"Recent discoveries about our genetic makeup have turned medicine, science and even our legal system into high-stakes players in a DNA lottery, one that could affect the treatment people receive for cardiac care, diabetes and other diseases," Karla Holloway, a Duke University law professor, writes in a Raleigh News & Observer opinion piece.
Holloway writes that "extracting DNA information ... is so closely tied to the complicated issue of race in this country that it seems impossible to separate the two." Holloway makes reference to BiDil, the first heart disease drug specifically targeted to blacks, noting that not all blacks physically appear or identify themselves as black.
She asks, "[W]hat kinds of determinations do physicians make before they consider BiDil as a treatment option? ... Exactly what percentage of African ancestry must one have to merit a particular drug marketed to black folks?"
She adds that the "goal of genetic science is appropriately targeted toward medical decisions that are individual.
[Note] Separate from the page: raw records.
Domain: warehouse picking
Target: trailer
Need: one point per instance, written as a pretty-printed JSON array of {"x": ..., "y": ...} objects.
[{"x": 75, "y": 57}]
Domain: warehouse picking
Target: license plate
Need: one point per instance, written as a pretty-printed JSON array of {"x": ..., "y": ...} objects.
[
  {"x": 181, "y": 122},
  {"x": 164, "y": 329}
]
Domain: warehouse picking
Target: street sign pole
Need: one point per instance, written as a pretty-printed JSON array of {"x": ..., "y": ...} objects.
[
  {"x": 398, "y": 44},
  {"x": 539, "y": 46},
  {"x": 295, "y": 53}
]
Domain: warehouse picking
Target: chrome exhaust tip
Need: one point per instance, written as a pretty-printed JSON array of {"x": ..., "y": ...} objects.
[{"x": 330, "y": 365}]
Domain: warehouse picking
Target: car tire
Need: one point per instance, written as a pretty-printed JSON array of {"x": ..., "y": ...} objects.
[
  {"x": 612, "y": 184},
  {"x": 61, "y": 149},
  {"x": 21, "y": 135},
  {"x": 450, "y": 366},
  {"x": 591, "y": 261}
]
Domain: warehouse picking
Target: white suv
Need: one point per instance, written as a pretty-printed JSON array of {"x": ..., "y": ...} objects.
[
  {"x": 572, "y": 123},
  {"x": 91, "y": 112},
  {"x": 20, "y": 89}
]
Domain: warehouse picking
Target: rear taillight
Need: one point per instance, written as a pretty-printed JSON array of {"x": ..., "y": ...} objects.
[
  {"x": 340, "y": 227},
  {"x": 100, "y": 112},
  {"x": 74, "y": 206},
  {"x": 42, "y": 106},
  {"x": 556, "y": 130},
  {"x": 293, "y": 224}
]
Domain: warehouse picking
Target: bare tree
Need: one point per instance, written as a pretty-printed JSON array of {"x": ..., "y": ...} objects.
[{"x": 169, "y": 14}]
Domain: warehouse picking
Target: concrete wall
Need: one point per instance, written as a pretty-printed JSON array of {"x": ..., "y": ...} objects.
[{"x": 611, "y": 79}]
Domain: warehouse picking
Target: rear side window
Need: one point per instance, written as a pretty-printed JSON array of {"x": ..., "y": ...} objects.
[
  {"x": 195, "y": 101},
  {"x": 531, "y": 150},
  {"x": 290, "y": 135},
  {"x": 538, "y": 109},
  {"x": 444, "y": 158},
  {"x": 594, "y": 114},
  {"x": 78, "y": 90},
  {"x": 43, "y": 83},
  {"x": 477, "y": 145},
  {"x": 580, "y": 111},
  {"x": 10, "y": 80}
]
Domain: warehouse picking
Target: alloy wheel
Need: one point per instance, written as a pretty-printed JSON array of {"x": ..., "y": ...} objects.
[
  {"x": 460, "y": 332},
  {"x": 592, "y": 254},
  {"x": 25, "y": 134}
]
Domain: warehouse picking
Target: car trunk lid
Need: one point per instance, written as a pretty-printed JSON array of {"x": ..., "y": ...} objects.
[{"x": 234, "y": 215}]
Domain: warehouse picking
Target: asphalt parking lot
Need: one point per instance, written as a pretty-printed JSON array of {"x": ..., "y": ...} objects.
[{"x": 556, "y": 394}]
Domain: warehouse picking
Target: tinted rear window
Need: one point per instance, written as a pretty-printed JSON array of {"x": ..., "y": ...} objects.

A person's genetic makeup will one day lead to very specific, indeed individualized medical advice. But as long as we equate genetics and race, we bring along a set of biases that could disrupt this important medical objective and urge the short cut of race as a stand-in for the scientific question." Holloway writes, "It's a slippery slope that could discourage our consideration of medically significant issues such as nutrition, stress and lifestyle".